Over 1 in 6 young adults not in employment or education

14 July 2021
Photo: eurostat

Photo: eurostat

Over one in six (17.6 %) of young adults aged 20 to 34 were neither in employment nor education and training (NEET) in 2020 in the European Union (EU), an increase of 1.2 percentage points over 2019.

On the occasion of the World Youth Skills Day Eurostat looks at the changes in the labour market participation of young adults in 2020. The latest results from the EU labour force survey show that following a falling trend in the share of young people not in employment or education since 2013, the year 2020 saw an upwards turn.

All three considered age groups recorded a higher share in 2020 compared to 2019: 15.7 % for people aged 20-24 (up by 1.2 percentage points (pp)), 18.6 % for those aged 25-29 (up by 1.4 pp), and 18.2 % for those aged 30-34 (up by 0.8 pp). This sudden change reflects the economic downturn related to the COVID-19 pandemic.

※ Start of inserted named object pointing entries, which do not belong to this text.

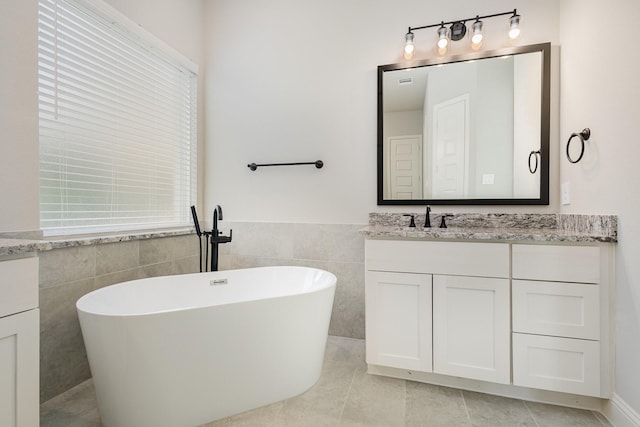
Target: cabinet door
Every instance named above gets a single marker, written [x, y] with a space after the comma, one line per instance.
[471, 328]
[19, 370]
[398, 320]
[556, 308]
[559, 364]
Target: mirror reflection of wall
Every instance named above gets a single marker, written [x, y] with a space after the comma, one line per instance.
[462, 130]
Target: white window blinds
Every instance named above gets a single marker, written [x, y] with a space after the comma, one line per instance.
[117, 123]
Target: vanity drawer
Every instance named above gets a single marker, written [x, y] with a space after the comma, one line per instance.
[559, 364]
[454, 258]
[560, 309]
[556, 263]
[18, 285]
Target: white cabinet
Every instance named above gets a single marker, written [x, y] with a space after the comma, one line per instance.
[561, 327]
[470, 318]
[471, 328]
[534, 315]
[399, 320]
[19, 343]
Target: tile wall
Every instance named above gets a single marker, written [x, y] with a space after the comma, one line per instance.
[338, 248]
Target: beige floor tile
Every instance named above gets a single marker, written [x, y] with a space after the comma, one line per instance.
[560, 416]
[435, 406]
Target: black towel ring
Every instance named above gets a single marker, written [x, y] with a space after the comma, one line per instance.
[584, 136]
[535, 155]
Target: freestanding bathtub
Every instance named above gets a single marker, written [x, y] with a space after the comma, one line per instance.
[189, 349]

The NEET proportion of 20-24 year-olds remained systematically lower than the corresponding rates for people aged 25-29 or 30-34 during the whole of the period 2008-2020. This, at least to some degree, reflects the relatively high proportion of students who remained in education and training at this age.

Young women more likely to be not in education nor employment

Among people aged 20-34, over one in five (21.5%) young women and below one in seven (13.8 %) young men were NEET, but these shares varied considerably across the EU Member States.

The lowest NEET rates were in the Czech Republic (5.6 % of young men) and in the Netherlands (9.5 % of young women). In contrast, the highest NEET rates were recorded in Italy for both men and women, at 24.0 % and 35.0 % respectively.

In 2020, the share of women not in employment, education or training was higher in every country as compared to men. There were eight EU Member States where the proportion of young female NEETs was at least 10.0 pp higher than the corresponding share for young men.

Among these, the difference between the sexes was within the range of 10.5-14.7 pp in Bulgaria, Italy, Estonia and Poland, rising to 17.5-24.2 pp in Romania, Slovakia, Hungary and Czech Republic. The lowest gender gaps were found in Portugal (0.6 pp), Lithuania (1.0 pp), Luxembourg (1.6 pp) and Sweden (1.8 pp).